Patxi es generoso, como lo suelen ser los tipos C, a menudo machacados, por cierto, por un sistema, el Sistema, gobernado por mucho hijodeputa del tipo B. Nos cuenta sus pequeñas conquistas, pero también nos muestra sus sombras más agudas.
Al final, cuando me pongo a escribir, son las diez y media o las once y ya estoy cansado, tengo sueño yo también. No disponer de tiempo para escribir es una de las cosas que más me frustran de mi vida familiar. Es como si tuviera dos vidas, una real en las que los acontecimientos me van superando, venciendo, borrando, y otra, cuando escribo, en la que resisto, me mantengo firme, me reconozco a mí mismo. A veces, esas dos vidas se conectan por túneles subterráneos, como el amor que siento por mi hijo y mi mujer, que se filtra como oxígeno hasta mis libros y artículos; otras veces esos túneles se han cegado, se han llenado de porquería, como cuando tengo que escribir para el banco.
Aquí va una de las colaboraciones que desde hace unos años escribo mensualmente para la revista Guía del niño, y en la que «exploto» laboralmente a mis hijos, contando sus aventuras. Yo me lo paso muy bien, ellos no sé si dentro de unos años me lo perdonarán. Algún día me gustaría recopilarlas y publicarlas, si alguien se anima.
LA PIEL NUEVA
M es tan blancucha que para el próximo invierno le hemos comprado un anorak fosforito. Para que no se nos pierda los días de nieve. Aunque, pensándolo bien, igual no hace falta, y le vale solo con las ronchas esas rojas que le salen en la piel, que también se ven desde lejos. Sobre todo cuando se rasca.

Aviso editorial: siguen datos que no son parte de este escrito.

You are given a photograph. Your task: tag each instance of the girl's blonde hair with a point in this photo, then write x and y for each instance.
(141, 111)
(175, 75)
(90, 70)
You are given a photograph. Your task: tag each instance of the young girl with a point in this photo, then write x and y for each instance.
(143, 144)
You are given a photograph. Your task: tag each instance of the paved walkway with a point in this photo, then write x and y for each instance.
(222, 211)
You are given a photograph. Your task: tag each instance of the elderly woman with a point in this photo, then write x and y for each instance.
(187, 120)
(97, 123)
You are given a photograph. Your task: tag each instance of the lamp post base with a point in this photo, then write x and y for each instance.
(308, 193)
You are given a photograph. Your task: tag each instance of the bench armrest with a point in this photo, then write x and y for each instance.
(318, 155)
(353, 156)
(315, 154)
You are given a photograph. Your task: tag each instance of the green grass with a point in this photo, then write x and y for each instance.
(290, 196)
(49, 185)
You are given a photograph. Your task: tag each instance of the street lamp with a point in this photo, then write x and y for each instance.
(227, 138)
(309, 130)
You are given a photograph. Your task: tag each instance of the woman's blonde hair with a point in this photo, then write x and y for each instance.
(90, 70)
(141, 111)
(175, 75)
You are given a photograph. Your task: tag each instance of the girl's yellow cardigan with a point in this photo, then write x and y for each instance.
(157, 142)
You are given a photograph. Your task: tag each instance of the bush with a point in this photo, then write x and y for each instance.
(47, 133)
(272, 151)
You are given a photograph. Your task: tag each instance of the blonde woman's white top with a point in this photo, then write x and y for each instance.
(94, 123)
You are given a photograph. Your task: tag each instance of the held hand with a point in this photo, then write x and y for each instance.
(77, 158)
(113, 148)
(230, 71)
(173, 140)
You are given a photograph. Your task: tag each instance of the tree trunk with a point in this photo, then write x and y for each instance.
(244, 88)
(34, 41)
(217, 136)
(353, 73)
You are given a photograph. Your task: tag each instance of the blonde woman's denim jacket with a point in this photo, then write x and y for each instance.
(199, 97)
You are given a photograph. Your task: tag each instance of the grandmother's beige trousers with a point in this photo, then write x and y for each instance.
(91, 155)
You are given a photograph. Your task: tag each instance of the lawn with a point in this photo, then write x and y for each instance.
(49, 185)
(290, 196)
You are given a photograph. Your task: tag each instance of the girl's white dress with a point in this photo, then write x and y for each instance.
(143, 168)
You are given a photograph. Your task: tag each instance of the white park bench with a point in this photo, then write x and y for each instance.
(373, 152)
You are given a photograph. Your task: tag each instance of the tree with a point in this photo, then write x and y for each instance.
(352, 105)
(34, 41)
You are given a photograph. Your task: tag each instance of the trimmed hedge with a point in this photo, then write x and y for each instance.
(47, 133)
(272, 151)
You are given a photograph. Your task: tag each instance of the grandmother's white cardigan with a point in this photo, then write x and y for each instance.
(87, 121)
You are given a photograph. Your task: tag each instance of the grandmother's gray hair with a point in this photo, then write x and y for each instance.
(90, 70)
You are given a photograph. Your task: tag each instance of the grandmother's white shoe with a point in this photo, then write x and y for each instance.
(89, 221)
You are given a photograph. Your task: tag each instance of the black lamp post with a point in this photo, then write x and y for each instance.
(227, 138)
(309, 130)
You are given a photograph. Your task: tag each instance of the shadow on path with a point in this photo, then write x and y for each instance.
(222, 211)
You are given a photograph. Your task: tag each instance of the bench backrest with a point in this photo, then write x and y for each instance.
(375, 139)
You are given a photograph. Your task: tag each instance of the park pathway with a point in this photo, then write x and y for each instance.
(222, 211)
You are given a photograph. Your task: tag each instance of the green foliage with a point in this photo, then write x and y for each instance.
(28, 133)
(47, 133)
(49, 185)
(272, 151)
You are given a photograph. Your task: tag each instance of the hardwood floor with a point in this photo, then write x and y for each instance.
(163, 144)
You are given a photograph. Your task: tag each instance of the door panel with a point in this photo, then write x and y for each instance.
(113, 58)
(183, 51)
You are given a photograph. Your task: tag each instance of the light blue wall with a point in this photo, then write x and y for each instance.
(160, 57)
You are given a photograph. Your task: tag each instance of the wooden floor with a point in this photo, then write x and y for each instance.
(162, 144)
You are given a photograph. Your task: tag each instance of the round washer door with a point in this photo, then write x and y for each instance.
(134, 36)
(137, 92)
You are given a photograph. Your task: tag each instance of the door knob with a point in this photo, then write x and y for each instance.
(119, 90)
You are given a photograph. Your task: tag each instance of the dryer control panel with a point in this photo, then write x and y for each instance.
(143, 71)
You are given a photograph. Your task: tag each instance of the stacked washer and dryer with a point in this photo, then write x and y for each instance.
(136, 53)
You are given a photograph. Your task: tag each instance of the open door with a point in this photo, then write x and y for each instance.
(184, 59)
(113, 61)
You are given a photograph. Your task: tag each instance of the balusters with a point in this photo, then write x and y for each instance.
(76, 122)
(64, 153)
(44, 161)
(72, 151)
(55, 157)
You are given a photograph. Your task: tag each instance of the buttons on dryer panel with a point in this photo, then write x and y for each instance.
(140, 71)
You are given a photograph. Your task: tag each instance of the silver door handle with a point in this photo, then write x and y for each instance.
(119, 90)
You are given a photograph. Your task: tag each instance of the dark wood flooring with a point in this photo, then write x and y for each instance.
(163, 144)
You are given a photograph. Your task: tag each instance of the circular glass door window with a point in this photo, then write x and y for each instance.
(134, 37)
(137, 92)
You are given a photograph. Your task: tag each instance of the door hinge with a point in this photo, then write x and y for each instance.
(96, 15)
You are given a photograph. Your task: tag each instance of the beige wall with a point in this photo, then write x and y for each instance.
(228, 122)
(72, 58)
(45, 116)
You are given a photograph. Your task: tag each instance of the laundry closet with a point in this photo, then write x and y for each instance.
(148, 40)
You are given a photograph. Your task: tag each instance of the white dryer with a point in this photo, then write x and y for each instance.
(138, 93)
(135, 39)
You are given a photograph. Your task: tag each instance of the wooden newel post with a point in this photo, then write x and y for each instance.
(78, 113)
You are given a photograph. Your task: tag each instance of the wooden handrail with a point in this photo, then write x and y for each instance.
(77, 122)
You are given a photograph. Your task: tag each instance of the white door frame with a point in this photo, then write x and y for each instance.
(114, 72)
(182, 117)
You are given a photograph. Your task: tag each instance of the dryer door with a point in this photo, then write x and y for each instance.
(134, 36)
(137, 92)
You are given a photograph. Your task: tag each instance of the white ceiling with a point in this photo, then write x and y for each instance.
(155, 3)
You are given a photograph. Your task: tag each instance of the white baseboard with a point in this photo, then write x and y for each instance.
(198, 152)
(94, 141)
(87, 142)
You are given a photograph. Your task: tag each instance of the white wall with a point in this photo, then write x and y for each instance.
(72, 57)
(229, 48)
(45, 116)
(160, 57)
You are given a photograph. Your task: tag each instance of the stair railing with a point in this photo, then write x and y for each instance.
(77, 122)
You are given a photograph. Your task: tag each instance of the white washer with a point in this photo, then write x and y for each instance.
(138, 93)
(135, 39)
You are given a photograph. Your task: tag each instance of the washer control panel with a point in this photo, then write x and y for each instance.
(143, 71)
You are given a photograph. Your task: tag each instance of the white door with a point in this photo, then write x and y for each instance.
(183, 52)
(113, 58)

Se rasca mucho M, y entonces las pupas empeoran, y la llevamos al médico, y el médico nos receta una crema nueva, y la crema al principio parece que funciona, pero después la dermatitis vuelve a brotar, más furiosa, burlona, a M le salen una especie de lenguas rojas en los codos, las rodillas, los mofletes, y la crema acaba en la “caja de las cremas para la piel”, que está llena y todas son fabulosas, pero solo durante una semana y media, después M sigue rascándose, y le salen más pupas, rojas y brillantes, y a M le pica, y llora, buaaaaa, y parece un camión de bomberos, y se la ve y se la oye desde lejos, así que igual devolvemos el anorak.

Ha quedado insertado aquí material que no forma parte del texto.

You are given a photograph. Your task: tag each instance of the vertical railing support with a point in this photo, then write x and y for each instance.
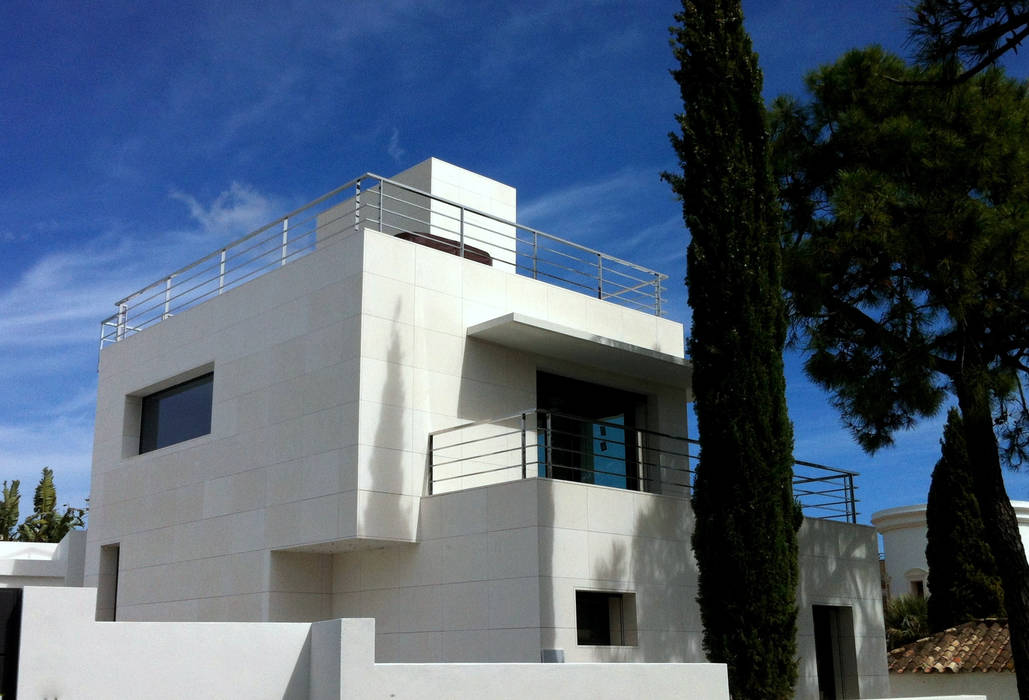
(122, 315)
(461, 228)
(382, 216)
(550, 448)
(285, 241)
(851, 504)
(524, 474)
(430, 464)
(535, 255)
(168, 298)
(357, 206)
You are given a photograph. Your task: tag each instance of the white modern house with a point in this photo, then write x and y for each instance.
(397, 403)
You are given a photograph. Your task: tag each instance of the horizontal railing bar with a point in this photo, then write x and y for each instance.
(634, 459)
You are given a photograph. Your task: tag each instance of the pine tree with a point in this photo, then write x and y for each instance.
(963, 580)
(908, 267)
(746, 519)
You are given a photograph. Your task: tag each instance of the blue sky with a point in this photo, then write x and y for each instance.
(137, 137)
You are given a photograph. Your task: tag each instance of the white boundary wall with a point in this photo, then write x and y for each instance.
(66, 654)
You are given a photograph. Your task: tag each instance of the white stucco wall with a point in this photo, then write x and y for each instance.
(42, 563)
(991, 686)
(329, 373)
(903, 532)
(66, 654)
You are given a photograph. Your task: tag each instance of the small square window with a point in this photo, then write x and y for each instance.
(177, 414)
(605, 619)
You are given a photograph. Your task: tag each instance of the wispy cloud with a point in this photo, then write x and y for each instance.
(394, 149)
(49, 318)
(237, 210)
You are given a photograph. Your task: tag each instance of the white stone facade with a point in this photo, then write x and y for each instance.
(903, 532)
(310, 498)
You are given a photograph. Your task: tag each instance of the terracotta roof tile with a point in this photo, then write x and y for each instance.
(976, 645)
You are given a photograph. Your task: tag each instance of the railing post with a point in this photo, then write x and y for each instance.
(550, 448)
(285, 240)
(851, 505)
(430, 463)
(168, 298)
(535, 255)
(357, 206)
(122, 314)
(461, 226)
(523, 447)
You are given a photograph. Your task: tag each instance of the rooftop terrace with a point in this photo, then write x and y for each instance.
(396, 208)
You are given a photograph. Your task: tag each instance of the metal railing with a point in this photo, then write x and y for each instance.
(560, 446)
(392, 207)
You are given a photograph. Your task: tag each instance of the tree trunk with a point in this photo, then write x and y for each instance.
(998, 516)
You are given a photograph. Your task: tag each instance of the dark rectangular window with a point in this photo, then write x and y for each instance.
(604, 619)
(181, 413)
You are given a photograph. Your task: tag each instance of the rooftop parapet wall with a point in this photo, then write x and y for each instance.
(66, 654)
(481, 216)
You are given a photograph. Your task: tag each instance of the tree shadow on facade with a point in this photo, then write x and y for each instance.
(385, 514)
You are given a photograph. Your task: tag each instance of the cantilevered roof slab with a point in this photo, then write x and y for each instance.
(543, 338)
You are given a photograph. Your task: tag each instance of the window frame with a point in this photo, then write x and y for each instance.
(150, 414)
(621, 632)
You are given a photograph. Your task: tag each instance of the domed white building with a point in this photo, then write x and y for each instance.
(903, 532)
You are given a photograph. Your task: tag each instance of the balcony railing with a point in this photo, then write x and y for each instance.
(392, 207)
(559, 446)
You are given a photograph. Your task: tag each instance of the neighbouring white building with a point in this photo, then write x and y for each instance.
(397, 403)
(903, 532)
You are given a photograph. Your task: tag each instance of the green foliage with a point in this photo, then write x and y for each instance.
(46, 524)
(966, 36)
(963, 575)
(907, 620)
(908, 241)
(745, 535)
(907, 266)
(9, 511)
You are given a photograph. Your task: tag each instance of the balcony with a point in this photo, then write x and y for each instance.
(554, 445)
(398, 209)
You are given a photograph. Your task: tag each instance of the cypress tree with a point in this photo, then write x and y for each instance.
(963, 580)
(746, 518)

A la pobre M, lo de la piel, pálida y birriosa, le viene de familia. Por ejemplo, mi madre, la superabuela, se llama Blanquita y la madre de mi madre era Nieves. Luego está lo de Malen, mi mujer, que es tan transparente que una vez la llevaron a la Facultad de Medicina para explicar en vivo el aparato circulatorio. Y H, que también tuvo una dermatitis atópica galopante, y que luego de repente un día desapareció, ese es el consuelo que nos queda.
Mientras tanto, hay que ver retorcerse a la niña, cada vez que –ahora que ya no lleva pañales- le ponemos una braguita. Es como si las etiquetas estuvieran hechas con ortigas. O cuando sale de la ducha, que parece la novia de Drácula, con sus corronchos rojos como chupetones por todo el cuerpo.
—Eso es que aún la piel tiene que curtírsele— nos intentamos dar ánimos nosotros.
Y pensándolo bien, una piel nueva, casi sin estrenar, es todo un chollo, es una piel a la que aún le quedan por recibir muchas caricias, y gotas de lluvia, y sol, y brisa de las montañas y de las montañas rusas…
¡Ah, quién fuera otra vez niño! Con dermatitis atópica y todo.